The blunt injury that the researchers used in the rat experiment “simulates the majority of [traumas] seen in people who have spinal cord injuries,” McDonald says. He and his colleagues studied 62 rats whose spines were bruised and that could not support weight on their back legs. Nine days after injury, 28 of the rats each received injections of roughly 1 million embryonic stem cells pretreated with retinoic acid to induce their growth into nervous system cells. Coauthor David I. Gottlieb, a neurobiologist also at Washington University, devised the pretreatment.

Rats given stem cell injections regained the ability to stand on four legs and walk, albeit not perfectly, within 2 weeks, McDonald says. In 34 rats receiving no cell transplants, the hind legs remained crippled, the researchers report in the December 1999 Nature Medicine. All rats received drugs typically used to prevent rejection of transplants.

Examination of the rats after 2 and 5 weeks showed that most of the transplanted stem cells had died off, but that enough had survived for the animals to have a growing supply of new nervous system cells, McDonald says. In the treated rats, the researchers observed some new neurons with axons that extended up to 1 centimeter away from the injection site.

The researchers also found two other kinds of nervous system cells—oligodendrocytes and astrocytes—thriving at the injury site in the treated rats. Oligodendrocytes form the myelin sheaths that protect axons, much like plastic coating insulates electric wires, and speed the signals that travel along axons. Astrocytes are star-shaped cells that provide the scaffolding upon which neurons can grow.

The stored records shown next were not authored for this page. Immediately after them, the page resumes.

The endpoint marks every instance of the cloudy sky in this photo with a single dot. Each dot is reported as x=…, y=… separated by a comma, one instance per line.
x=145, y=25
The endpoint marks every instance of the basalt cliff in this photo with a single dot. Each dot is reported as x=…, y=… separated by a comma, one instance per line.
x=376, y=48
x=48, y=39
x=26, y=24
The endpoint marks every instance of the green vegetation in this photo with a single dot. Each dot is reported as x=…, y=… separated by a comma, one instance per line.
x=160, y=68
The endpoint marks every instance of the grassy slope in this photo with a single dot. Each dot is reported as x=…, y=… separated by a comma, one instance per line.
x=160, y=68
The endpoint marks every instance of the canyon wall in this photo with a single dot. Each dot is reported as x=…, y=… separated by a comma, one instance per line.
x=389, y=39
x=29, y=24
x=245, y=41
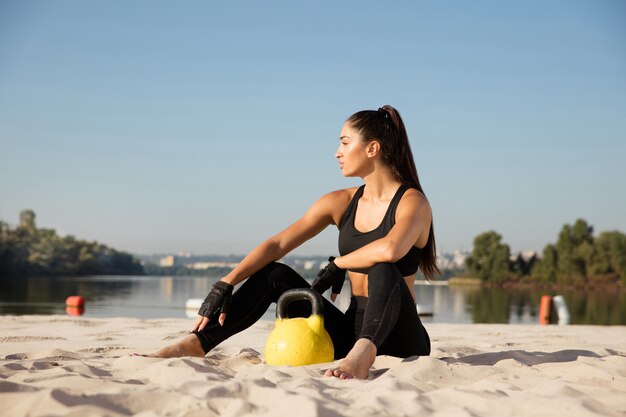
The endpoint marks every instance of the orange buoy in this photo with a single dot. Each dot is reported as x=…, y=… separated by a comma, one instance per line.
x=75, y=301
x=75, y=311
x=545, y=311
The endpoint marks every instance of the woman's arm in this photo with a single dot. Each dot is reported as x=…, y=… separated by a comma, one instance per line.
x=321, y=214
x=413, y=217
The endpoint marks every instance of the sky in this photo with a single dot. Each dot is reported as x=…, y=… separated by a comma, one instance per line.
x=206, y=127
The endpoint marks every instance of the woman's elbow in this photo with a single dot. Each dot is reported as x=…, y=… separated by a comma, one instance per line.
x=392, y=253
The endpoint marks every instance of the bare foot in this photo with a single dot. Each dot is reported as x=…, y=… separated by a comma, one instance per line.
x=189, y=346
x=357, y=363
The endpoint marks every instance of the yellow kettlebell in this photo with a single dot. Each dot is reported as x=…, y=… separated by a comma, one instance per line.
x=299, y=341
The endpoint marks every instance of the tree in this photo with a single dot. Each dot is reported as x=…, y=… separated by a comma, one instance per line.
x=489, y=260
x=571, y=264
x=610, y=255
x=27, y=220
x=546, y=269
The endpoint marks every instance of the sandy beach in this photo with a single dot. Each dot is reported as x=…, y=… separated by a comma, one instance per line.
x=58, y=365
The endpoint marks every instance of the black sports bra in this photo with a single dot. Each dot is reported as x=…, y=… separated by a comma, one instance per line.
x=350, y=239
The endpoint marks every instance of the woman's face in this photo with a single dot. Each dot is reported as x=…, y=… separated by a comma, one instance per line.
x=351, y=154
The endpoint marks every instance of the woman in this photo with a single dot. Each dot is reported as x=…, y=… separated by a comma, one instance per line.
x=385, y=234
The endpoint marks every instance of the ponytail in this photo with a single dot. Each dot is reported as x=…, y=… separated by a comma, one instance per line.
x=386, y=126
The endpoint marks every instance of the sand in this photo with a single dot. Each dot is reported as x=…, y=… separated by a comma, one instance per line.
x=58, y=365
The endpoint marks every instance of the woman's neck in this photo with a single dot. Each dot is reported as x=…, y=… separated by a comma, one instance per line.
x=380, y=185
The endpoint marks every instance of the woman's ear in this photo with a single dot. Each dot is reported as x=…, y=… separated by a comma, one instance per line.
x=373, y=148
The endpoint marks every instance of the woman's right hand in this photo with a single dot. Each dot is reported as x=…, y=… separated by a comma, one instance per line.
x=330, y=275
x=217, y=302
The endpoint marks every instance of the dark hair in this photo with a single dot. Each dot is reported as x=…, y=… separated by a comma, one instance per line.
x=385, y=125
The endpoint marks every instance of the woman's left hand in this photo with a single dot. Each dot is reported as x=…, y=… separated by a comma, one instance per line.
x=330, y=275
x=218, y=301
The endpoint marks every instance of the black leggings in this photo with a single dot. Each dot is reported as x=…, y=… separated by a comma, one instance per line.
x=387, y=317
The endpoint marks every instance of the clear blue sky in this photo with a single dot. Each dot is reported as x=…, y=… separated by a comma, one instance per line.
x=196, y=126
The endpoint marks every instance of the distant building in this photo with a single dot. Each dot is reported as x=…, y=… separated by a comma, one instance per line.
x=168, y=261
x=207, y=265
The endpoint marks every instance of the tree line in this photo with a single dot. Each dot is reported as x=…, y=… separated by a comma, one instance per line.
x=578, y=258
x=28, y=250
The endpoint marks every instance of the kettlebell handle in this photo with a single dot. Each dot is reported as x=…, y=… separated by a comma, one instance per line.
x=307, y=294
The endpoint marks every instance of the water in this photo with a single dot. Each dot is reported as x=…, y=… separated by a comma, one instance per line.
x=165, y=297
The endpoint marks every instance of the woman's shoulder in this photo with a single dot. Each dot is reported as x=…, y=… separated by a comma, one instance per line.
x=338, y=201
x=415, y=199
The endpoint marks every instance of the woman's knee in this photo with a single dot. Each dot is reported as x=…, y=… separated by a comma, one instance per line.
x=279, y=275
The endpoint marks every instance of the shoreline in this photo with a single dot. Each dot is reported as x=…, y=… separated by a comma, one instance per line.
x=59, y=365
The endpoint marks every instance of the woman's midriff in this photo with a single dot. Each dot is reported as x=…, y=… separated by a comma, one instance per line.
x=358, y=282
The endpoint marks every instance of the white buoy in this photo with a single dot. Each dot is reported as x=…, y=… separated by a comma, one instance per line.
x=424, y=310
x=561, y=309
x=193, y=304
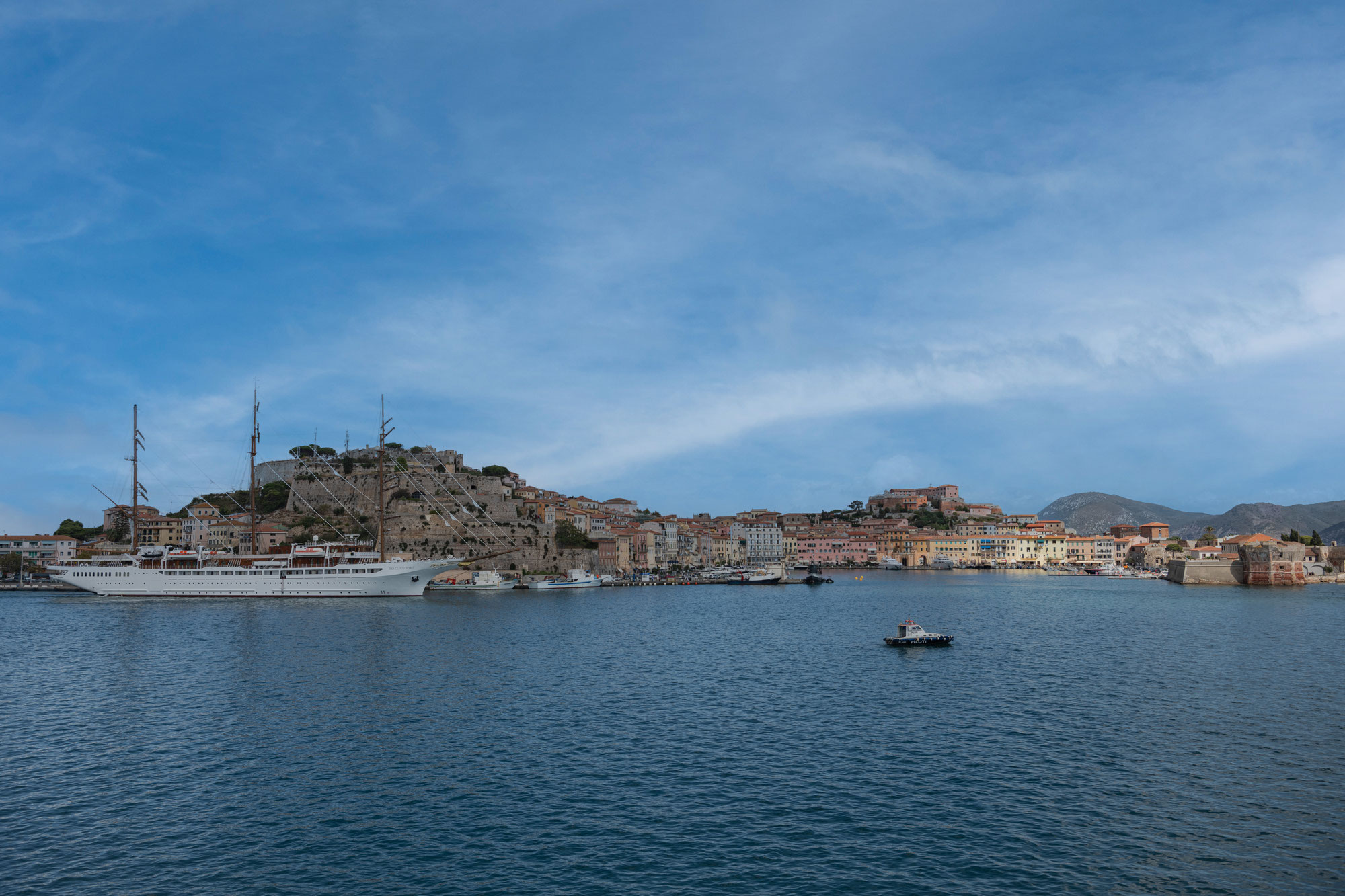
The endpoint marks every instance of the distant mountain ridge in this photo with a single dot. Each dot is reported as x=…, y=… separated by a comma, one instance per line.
x=1096, y=513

It’s unclear how the transplant restored leg movement.

In the rats, about 60 percent of the daughter cells of the injected stem cells were oligodendrocytes, 20 percent were astrocytes, 10 percent were neurons, and 10 percent were various other types of cells, McDonald says.

“That sounds like a good mix, because you will need oligodendrocytes. . .to remyelinate the tissue,” says Wolfgang J. Streit, a neuroscientist at the University of Florida Brain Institute in Gainesville.